Accelerate your Exploratory Data Analysis with Pandas Profiling

Accelerate Your Exploratory Data Analysis With Pandas-Profiling

Exploratory Data Analysis is tedious. Automate the process and generate detailed interactive reports with a single line of code using Pandas-Profiling

Sukanta Roy

Apr 19 ·8min read

ZjAveuq.jpg!web

Photo by Lukas Blazek on Unsplash

When starting a new data science project, the first step after getting your hands on the data set for the first time is to understand it. We achieve this by performing Exploratory Data Analysis (EDA). This includes finding out the data type of each variable, the distribution of the target variable, number of distinct values for each predictor variable, if there is any duplicate or missing values in the data set etc.

If you have ever done EDA on any data set (and I assume you have as you are reading this article), I don’t need to tell you how time consuming this process can be. And if you have been a part of many data science projects (be it in your job or by doing personal projects) you know how repetitive all these process can be. But with the Open source library Pandas-profiling that doesn’t have to be the case anymore.

What is Pandas-Profiling?

V7fiaeA.jpg!web

Photo by Juan Rumimpunu on Unsplash

Pandas-profiling is an open source library that can generate beautiful interactive reports for any data set, with just a single line of code. Sound’s interesting? Let’s take a look at the documentation to get a better understanding of what it does.

Pandas-profiling generates profile reports from a pandas DataFrame . The pandas df.describe() function is great but a little basic for serious exploratory data analysis. pandas_profiling extends the pandas DataFrame with df.profile_report() for quick data analysis.
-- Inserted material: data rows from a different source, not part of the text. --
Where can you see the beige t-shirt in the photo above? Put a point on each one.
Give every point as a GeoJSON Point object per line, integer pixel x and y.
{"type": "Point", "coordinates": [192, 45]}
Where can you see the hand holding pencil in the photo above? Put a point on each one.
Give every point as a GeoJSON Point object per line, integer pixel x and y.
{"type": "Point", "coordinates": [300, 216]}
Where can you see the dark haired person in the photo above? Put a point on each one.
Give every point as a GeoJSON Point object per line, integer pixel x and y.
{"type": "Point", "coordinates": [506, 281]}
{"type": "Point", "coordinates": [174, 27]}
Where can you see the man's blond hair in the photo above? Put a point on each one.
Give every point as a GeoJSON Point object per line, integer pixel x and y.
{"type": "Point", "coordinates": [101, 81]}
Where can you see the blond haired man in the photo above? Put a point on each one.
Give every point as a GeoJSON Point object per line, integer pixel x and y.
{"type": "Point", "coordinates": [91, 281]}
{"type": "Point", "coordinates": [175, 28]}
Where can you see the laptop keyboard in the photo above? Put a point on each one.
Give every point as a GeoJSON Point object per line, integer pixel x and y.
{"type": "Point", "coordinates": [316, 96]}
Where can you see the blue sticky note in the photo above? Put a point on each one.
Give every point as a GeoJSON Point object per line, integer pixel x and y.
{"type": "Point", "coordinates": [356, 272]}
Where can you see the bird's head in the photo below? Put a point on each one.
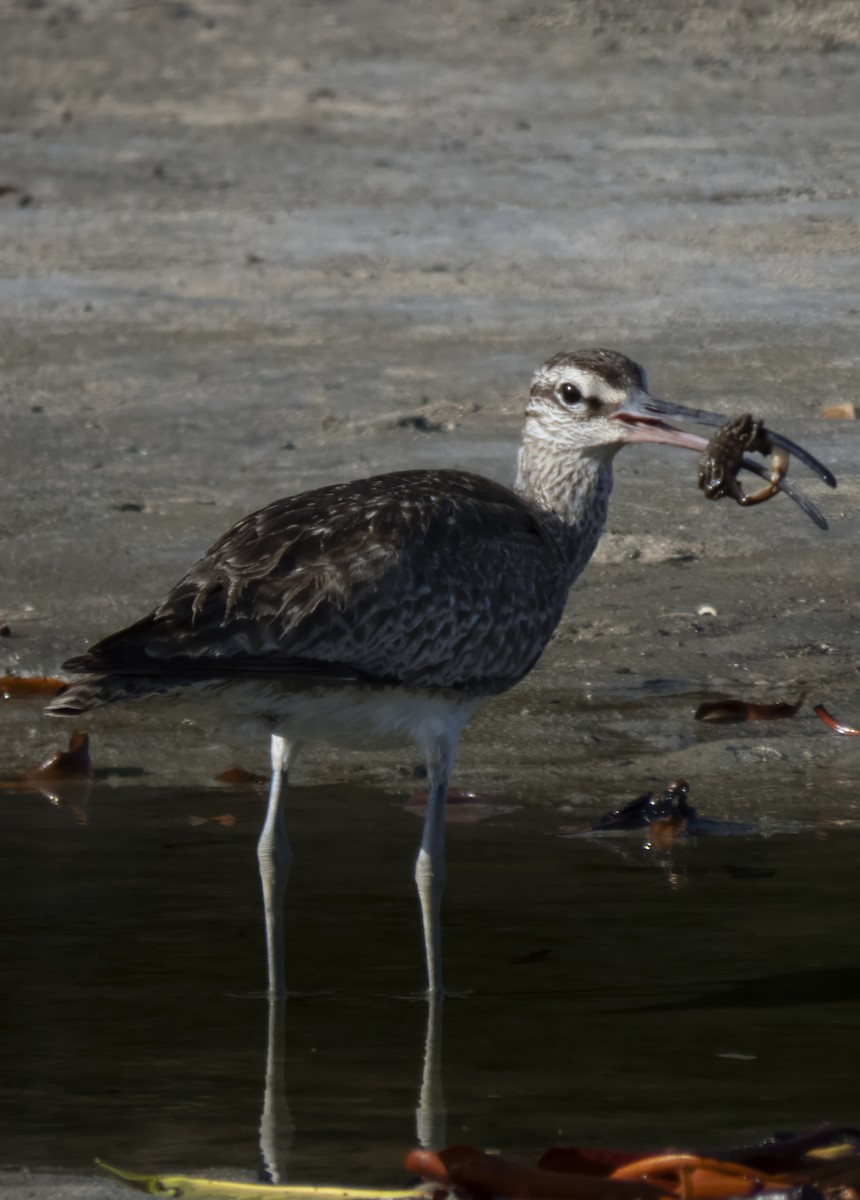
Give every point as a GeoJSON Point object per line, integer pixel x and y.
{"type": "Point", "coordinates": [597, 401]}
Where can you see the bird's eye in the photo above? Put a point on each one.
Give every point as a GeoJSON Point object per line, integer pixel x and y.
{"type": "Point", "coordinates": [570, 394]}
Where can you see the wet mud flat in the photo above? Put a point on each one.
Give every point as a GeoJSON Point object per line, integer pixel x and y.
{"type": "Point", "coordinates": [253, 249]}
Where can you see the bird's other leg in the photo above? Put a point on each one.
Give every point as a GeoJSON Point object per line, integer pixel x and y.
{"type": "Point", "coordinates": [430, 865]}
{"type": "Point", "coordinates": [275, 856]}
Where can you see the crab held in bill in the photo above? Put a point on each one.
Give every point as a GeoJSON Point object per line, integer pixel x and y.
{"type": "Point", "coordinates": [726, 456]}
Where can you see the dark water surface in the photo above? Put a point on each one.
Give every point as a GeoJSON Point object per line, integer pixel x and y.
{"type": "Point", "coordinates": [699, 995]}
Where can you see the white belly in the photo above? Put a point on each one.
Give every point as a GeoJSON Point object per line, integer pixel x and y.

For each column the following statistics — if relevant for the column type — are presented in an interactive HTML report:

Type inference: detect the types of columns in a data frame.
Essentials: type, unique values, missing values
Quantile statistics like minimum value, Q1, median, Q3, maximum, range, inter-quartile range
Descriptive statistics like mean, mode, standard deviation, sum, median absolute deviation, coefficient of variation, kurtosis, skewness
Most frequent values
Histogram
Correlations highlighting of highly correlated variables(Spearman, Pearson and Kendall matrices)
Missing values matrix , count, heatmap and dendrogram of missing values
Text analysis learn about categories (Uppercase, Space), scripts (Latin, Cyrillic) and blocks (ASCII) of text data.

Now that we know what pandas-profiling is all about, let’s see how to install it and use it in a Jupyter Notebook or in Google Colab in the following section.

Install Pandas-profiling:

Using pip

You can install pandas-profiling very easily using pip package manager with the following command:

pip install pandas-profiling[notebook,html]

Alternatively, you could install the latest version directly from Github:

pip install https://github.com/pandas-profiling/pandas-profiling/archive/master.zip

Using Conda

If you are using conda, then you can use the following command to installation

conda install -c conda-forge pandas-profiling

Installation in Google Colab

Google colab comes pre-installed with Pandas-profiling, but unfortunately it comes with an older version of it (v1.4). If you are following this article or the GitHub documentation, then the code will not run on Google Colab unless you install the latest version of the library (v2.6).

To do that, you need to first uninstall the existing library and install the latest one as follows:

# To uninstall
!pip uninstall !pip uninstall pandas_profiling

Now to install, we need to run the pip install command.

!pip install pandas-profiling[notebook,html]

Generate Reports:

aqENzab.jpg!web

Photo by Kevin Ku on Unsplash

Now that we are done with the prerequisites, let’s get into the fun part of analyzing some data set.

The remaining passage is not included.